The State Convention of Christian Churches, what would become our Southwest Region, came to UCC’s support by adopting the “$10 Plan”encouraging other Texas churches whose members had left to attend UT a $10 contribution to UCC to help provide for their student’s spiritual nurture.

All this at the beginning of this new church. Would that we had more time to celebrate all the education, all the Christian nurture, all the learning, all the inspiration, all the Outreach Ministry in this community all the way to the far reaches of this God’s world, all the devotion and all the faithful work of the saints empowered by and guided by God’s spirit stretching over the following 70 years. You will have the opportunity to take in some more of this Good News story when you see the displays and pictorial presentation in the Fellowship Hall’s reception after our worship this morning.

Let us recall what we have heard from our Ephesians Scripture this morning:

“In Christ we have also obtained an inheritance….

That God…” may give you a spirit of wisdom and revelation ….so that “with the eyes of your heart enlightened, you may know what is the hope to which he has called you”

“In Christ we have also obtained an inheritance,” and that inheritance is this particular place, these particular people, and this particular mission. This inheritance is a trust passed to us from these forbearers and it for those who will follow after us.

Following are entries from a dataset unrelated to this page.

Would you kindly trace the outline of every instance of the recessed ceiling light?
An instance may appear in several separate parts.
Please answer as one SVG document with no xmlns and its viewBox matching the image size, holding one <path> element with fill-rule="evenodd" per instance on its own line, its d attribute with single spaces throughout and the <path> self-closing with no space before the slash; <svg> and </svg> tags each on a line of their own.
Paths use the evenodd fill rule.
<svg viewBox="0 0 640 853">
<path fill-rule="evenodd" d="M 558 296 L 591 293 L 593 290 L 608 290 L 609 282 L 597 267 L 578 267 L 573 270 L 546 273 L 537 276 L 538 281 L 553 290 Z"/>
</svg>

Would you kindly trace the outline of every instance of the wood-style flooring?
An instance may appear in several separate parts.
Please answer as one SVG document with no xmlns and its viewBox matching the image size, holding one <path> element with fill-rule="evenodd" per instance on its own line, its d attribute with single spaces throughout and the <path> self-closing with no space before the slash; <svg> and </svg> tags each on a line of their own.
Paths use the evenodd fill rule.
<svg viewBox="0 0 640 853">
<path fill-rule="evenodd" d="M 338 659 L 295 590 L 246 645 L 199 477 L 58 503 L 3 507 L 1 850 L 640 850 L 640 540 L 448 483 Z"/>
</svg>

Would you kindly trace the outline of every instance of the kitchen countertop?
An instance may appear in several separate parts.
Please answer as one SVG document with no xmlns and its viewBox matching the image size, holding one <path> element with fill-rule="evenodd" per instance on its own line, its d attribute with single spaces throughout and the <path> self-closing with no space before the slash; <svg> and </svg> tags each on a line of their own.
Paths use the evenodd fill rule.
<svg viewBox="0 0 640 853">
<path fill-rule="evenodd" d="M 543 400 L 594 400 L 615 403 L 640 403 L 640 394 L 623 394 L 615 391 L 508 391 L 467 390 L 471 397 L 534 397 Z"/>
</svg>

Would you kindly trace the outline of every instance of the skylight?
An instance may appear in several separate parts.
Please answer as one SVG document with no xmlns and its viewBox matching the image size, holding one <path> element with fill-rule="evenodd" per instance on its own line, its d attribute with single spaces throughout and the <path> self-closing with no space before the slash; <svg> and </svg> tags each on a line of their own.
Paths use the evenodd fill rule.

Let us not forget the mission to which we were called. 110 years after Mrs. Blanks and others set us all on the road to a spearhead a Christian Church (Disciples of Christ) witness right at the doorstep of the University of Texas, there are more students with more needs, than ever. What will they discover here at UT?

That secularization has the last word?

That there is no place for faith at the University of Texas?

Or that the most common form of Christianity, a narrow and doctrinal form, to which most all those students have been exposed, is the only live option for them?

No, sister and brother, NO! There is another way, a way that honors thoughtful faith, devoted service, and a deepening spirituality. This way does not insist that it has all the truth or the only truth, and it doesn’t allow you to check your brain at the door. Here you do not absorb another’s theology. Here you do your own creative faith building. You make it yours. And by doing so, you make it real! My hunch is that if we can get the word out next door that the folks in here have a relevant, thoughtful faith, they’ll come. And it is, I suggest, both our mandate and our mission to do so!

I think that today's UT students, hungry for integrity and intimacy, can smell out what is missing in much of shallow Christianity that so frequently surrounds them today. We need to offer an alternative vision.

Look around at the other university churches surrounding the University of Texas, and then at churches surrounding other large public University campuses around the country. Look there for some blueprint, some model for how it is that in the 21st century a congregation can reach help reach the University with a relevant to and engaging word. Look around the nation and you won't find the blazing successes of the 1940's. There is no such blueprint. It will not be nearly so easy as it was at one time in the past to involve others. What we find is that the Society and the University have changed so much; we in the churches haven’t yet figured out yet how to respond.

Does that mean we give up?

No! Again, I say, no! When Mrs. Blanks hungered for an opportunity to bring careful study of the Bible to the University of Texas, she didn't stop simply because it was not an easy road ahead? Even though no one in Texas, anywhere in Texas, had done what she intended to do here, she forged ahead.

It's not a time for hiding from the difficult task of relating to this university and its students. We stand clearly in the line of those whose mission, whose call, is to reach out to them. It will take some creativity. It may take a few more failures. It's definitely going to take courage. It's going to take energy, and some wholehearted commitment from whoever here this morning is the 21st century incarnation of Mrs. M. M. Blanks, of Lawrence Bash, of Ruth Wassenich, or Windy Savage.

This is our calling. This is Our Story. This is who we are, University Christian Church. May God continue to bless us on this amazing journey. Amen.